Anyone traveling in Guyana will see animals. It's common to see farm animals along the side of the road. Cows and sheep wander freely, although the owners are generally aware of the location. Car drivers are responsible to approach with care. Like cars & buses, donkey carts are also used for transportation. "You can't even get a donkey cart license" is a common curse for a bad driver. The boys in a donkey cart above are waiting at the rice factory to buy a bag of mill tailings (bran) as animal food.
Animals also offer a plentiful food source. The fresh water shrimp shown above is huge! Duck hunting can also be rewarding. Although there are some wild life regulations, there's little or no resource for enforcement. Most people just take what they need. Wild meat is called "bush meat." Some bush meat, like that of a capybara, is absolutely delicious!
Sometimes, a bicycle is the most reliable form of transportation. Although animals are used for transportation, they don't live forever. If you look carefully in the photo above, you will see a dead horse on the right side of the road. The horse dropped and wasn't moved for a few days...there just wasn't anyone available to remove the dead creature. Ironically, the dead horse was only 100 yards from the New Amsterdam hospital.
There's an interesting zoo in the Botanical Gardens in Georgetown. Although the big cat doesn't have much space, the zoo offers an easy way to view some of Guyana's native animals. The zoo displayed numerous native animals like monkeys, panthers, fancy parrots and giant reptiles. The zoo also had manatees on display. The manatee holding pond had about one dozen inhabitants who happily ate grass clippings. Manatees are protected. Historically, manatees, or sea cows, were a source of food. It's likely you can still find a place to eat curried manatee if you're persistent.

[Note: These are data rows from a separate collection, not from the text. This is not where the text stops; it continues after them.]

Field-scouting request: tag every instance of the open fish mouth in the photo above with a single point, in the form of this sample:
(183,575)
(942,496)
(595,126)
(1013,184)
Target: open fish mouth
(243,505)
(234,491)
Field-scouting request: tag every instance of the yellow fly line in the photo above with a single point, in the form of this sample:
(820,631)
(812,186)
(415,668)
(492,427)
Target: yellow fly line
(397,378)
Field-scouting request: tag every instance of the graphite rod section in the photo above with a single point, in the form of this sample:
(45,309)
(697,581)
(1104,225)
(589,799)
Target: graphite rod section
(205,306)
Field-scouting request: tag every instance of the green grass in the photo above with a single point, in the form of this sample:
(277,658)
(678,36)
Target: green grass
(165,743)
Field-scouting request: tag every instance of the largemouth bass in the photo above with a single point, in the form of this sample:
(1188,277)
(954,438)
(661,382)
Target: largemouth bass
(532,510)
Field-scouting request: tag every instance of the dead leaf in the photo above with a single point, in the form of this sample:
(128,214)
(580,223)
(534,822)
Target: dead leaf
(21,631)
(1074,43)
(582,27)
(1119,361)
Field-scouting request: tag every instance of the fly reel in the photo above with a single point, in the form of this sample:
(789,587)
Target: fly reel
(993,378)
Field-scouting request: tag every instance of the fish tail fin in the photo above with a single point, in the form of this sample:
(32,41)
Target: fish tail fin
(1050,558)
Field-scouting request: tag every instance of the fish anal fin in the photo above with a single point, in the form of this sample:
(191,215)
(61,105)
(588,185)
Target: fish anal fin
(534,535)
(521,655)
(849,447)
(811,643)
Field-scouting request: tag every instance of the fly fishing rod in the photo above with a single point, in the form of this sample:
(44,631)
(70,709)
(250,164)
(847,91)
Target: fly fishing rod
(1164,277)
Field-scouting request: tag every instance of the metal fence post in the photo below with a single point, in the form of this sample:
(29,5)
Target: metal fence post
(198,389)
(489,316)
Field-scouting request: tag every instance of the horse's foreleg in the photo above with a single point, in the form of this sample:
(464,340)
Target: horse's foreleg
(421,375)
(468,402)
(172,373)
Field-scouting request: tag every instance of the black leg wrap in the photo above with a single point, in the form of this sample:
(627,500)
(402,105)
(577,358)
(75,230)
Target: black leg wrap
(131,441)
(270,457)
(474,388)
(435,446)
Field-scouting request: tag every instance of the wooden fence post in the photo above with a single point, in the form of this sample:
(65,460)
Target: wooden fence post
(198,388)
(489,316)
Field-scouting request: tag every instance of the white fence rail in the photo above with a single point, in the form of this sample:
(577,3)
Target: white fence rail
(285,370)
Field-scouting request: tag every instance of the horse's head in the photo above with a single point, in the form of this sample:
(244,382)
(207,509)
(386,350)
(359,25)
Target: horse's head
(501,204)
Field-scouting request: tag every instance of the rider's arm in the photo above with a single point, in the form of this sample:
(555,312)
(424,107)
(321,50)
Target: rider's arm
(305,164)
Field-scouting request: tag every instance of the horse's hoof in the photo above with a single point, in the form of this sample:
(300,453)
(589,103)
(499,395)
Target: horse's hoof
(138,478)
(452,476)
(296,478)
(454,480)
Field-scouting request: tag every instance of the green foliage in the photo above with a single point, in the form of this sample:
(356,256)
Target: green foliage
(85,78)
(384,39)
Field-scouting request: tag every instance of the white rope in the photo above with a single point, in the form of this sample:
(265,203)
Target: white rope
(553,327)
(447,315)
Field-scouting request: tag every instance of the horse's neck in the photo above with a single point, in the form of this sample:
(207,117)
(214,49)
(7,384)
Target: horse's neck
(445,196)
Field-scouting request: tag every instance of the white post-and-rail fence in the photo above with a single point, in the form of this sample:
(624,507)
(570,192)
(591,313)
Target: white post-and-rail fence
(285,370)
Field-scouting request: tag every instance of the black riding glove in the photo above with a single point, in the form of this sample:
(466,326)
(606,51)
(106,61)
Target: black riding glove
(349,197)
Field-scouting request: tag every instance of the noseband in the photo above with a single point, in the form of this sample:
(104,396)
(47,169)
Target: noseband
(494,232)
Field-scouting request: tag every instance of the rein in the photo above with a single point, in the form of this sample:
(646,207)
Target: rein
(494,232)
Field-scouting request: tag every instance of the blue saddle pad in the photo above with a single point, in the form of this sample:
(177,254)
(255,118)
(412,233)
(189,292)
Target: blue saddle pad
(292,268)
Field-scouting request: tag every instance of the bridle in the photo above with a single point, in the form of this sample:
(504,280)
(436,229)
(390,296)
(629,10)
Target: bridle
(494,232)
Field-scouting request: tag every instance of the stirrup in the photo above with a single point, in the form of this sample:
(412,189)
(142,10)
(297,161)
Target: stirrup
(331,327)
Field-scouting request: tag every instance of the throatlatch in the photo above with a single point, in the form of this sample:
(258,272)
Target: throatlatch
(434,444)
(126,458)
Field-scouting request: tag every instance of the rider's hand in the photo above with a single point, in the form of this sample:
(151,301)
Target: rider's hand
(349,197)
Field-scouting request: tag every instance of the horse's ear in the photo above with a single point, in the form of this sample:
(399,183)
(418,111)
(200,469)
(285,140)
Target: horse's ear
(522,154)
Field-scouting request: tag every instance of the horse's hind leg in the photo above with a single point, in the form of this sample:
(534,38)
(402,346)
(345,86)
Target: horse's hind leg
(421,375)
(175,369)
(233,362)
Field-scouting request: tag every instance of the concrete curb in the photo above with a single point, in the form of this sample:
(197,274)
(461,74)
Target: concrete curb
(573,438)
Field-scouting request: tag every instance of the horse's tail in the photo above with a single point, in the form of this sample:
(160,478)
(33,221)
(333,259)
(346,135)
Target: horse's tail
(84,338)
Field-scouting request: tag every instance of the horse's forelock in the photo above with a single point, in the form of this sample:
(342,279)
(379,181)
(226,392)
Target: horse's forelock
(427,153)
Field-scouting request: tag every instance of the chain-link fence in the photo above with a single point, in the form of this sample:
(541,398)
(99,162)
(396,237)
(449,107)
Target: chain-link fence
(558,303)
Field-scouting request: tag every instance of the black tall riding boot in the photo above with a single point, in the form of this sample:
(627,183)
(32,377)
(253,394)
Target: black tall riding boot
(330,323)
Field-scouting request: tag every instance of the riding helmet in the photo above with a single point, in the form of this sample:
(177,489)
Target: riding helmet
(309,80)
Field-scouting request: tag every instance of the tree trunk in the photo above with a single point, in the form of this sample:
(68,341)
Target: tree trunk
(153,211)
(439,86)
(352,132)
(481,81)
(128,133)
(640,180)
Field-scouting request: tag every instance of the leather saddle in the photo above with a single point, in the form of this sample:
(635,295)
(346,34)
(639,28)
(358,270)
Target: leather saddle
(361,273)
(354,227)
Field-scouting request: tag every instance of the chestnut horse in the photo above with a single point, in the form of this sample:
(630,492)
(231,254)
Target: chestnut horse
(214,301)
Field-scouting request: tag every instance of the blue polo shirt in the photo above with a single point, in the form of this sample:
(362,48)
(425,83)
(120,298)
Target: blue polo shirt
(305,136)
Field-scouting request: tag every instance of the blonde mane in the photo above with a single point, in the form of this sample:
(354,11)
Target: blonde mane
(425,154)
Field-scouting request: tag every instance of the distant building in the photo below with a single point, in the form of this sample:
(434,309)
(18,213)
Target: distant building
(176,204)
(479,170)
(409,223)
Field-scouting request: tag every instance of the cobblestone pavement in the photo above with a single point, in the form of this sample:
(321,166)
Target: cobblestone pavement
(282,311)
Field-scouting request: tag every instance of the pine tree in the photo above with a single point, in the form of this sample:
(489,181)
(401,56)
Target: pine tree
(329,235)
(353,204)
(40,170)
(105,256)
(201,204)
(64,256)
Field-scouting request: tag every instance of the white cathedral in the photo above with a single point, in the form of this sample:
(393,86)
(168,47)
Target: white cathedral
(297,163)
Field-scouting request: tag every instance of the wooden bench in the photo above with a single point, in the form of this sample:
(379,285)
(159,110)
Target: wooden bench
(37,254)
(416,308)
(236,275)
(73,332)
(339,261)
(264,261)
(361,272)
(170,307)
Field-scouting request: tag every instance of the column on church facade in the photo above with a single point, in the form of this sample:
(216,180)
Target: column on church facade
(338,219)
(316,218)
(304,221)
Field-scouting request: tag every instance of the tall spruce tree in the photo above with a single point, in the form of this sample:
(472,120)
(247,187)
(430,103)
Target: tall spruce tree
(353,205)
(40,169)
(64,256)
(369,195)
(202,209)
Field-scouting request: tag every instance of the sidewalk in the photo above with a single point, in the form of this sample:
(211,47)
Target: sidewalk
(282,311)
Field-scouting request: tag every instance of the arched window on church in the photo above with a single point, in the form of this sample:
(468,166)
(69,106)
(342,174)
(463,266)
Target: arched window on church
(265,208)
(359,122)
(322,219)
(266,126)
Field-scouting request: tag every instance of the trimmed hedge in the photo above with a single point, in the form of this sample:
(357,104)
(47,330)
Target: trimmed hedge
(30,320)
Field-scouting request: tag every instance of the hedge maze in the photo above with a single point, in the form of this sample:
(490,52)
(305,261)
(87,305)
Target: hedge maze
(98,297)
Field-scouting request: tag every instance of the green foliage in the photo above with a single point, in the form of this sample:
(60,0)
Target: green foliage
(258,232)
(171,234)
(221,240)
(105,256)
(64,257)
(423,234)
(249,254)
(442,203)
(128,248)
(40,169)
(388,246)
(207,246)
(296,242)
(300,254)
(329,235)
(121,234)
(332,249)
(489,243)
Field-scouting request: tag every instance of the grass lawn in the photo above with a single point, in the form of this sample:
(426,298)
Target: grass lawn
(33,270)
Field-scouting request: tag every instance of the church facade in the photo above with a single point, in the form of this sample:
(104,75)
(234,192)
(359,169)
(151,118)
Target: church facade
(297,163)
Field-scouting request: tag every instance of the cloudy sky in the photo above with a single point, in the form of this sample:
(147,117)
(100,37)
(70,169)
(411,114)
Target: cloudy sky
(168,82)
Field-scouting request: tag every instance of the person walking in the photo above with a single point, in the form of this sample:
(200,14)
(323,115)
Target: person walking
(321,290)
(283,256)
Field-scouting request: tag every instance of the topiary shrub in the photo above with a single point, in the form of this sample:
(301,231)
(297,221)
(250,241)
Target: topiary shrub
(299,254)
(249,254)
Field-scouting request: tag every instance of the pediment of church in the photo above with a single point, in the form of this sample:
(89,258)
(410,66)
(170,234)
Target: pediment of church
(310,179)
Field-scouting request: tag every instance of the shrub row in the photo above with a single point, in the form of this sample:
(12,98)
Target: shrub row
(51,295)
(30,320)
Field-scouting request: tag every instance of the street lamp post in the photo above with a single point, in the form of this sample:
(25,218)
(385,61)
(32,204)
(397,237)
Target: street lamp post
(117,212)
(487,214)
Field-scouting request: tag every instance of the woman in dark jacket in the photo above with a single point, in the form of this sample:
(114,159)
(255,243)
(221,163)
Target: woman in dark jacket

Farm animals also play a big role in the economy. Above, a calf is taking milk from a cow giving the "first milk." This special milk is also being milked by a ranch hand. This "first milk" was later used to make a delicious Carmel candy served at a wedding. Ranch hands were also adept at catching wild creatures. On the right above, are some medium sized rattle snakes. Such creatures are common as dirt. The ranch hands transported the snakes in the same truck as our luggage...we checked carefully before unloading! These same ranch hands would also small catch birds. They used a stick covered in "pitch" (gum) from a local tree. When a bird landed on the stick, it's feet would stick. Of course, you must retrieve the bird quickly before it's feathers become tangled in the pitch.